Single-sample peaks are of no interest in the quest for realistic sound. The intervals over which sampling is averaged would need to match human perception, and no faster.
Agreed in general, and the 100ms sample in the paper I cited is perhaps the shortest tone burst that a person can hear without needing to be amplified above its current level. But the histogram I cited isn't an observation of single-sample peaks, but rather amplitudes aggregated into 100ms bins from continuous music. The usual graph I recall from Alton Everest's
Master Handbook of Acoustics reported the shortest tone burst (presumably in a field of relative silence--a single sample) that can be heard without needing to be amplified, meaning that shorter standalone tone bursts will not be perceived as being as loud. I'm sure there are all sorts of qualifications and limitations on that measure, but I don't recall them and I don't have the book handy.
In this picture of snare-drum waveforms...
(source:
https://www.soundsandwords.io/drum-sound-classification/)
...initial impulses seem to be quite short--as little as 20 or 30 ms--plus a much longer reverberant tail. If that impulse clips, the waveform for the hit won't be as tall with respect to the reverberant tail, and that seems to me to affect the sound significantly, despite that the peak is a much shorter duration than 100ms. The difference between the hit and the reverberant tail in the third column, for example, is greater than how much the hit would need to be amplified to be perceived as being as loud.
Note that snare drum hits are one example of short peaks that are distinct from the wall of sound--potentially a single sample that does stand alone--and particularly in orchestral music, but also in quite a lot of jazz and old minimally processed rock.
(The spectral waterfalls don't seem to show the difference in amplitude very well, and sometimes I wonder if we think spectrally at the expense of looking at amplitude variations. The color variations that are supposed to reveal dynamics are not nearly as precise an indicator of amplitude as the waveform itself.)

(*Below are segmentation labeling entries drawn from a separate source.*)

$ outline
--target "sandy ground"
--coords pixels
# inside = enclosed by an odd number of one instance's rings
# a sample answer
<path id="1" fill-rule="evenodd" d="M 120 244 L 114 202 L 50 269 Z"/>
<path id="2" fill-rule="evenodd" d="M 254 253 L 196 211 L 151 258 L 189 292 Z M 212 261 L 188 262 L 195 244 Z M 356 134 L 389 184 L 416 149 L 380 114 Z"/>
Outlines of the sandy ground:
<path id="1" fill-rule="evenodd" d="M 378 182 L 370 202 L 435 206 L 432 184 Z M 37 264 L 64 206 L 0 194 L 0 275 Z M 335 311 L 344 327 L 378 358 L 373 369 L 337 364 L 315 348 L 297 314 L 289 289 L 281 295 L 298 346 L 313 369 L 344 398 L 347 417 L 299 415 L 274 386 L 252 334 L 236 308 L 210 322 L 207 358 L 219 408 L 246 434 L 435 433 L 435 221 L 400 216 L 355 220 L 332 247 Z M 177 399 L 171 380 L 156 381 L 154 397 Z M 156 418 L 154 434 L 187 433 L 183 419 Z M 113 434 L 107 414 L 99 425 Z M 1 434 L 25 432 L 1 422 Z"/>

In any case, any difference in the recording or playback and the initial signal is a distortion, and the question is how much of that dynamic distortion is needed to affect the perceived sound. So, the required dynamic range may be greater than the 75 dB range measured in the first paper I cited, because the peaks that affect it may be shorter than the 100ms bins into which they aggregated their samples. I think of it as a floor, because clearly the time period of interest isn't any longer than 100 ms. And, again, this is validated by the minimum dynamic range (as usually measured with audio--broadbanded) that I perceive as sounding "realistic".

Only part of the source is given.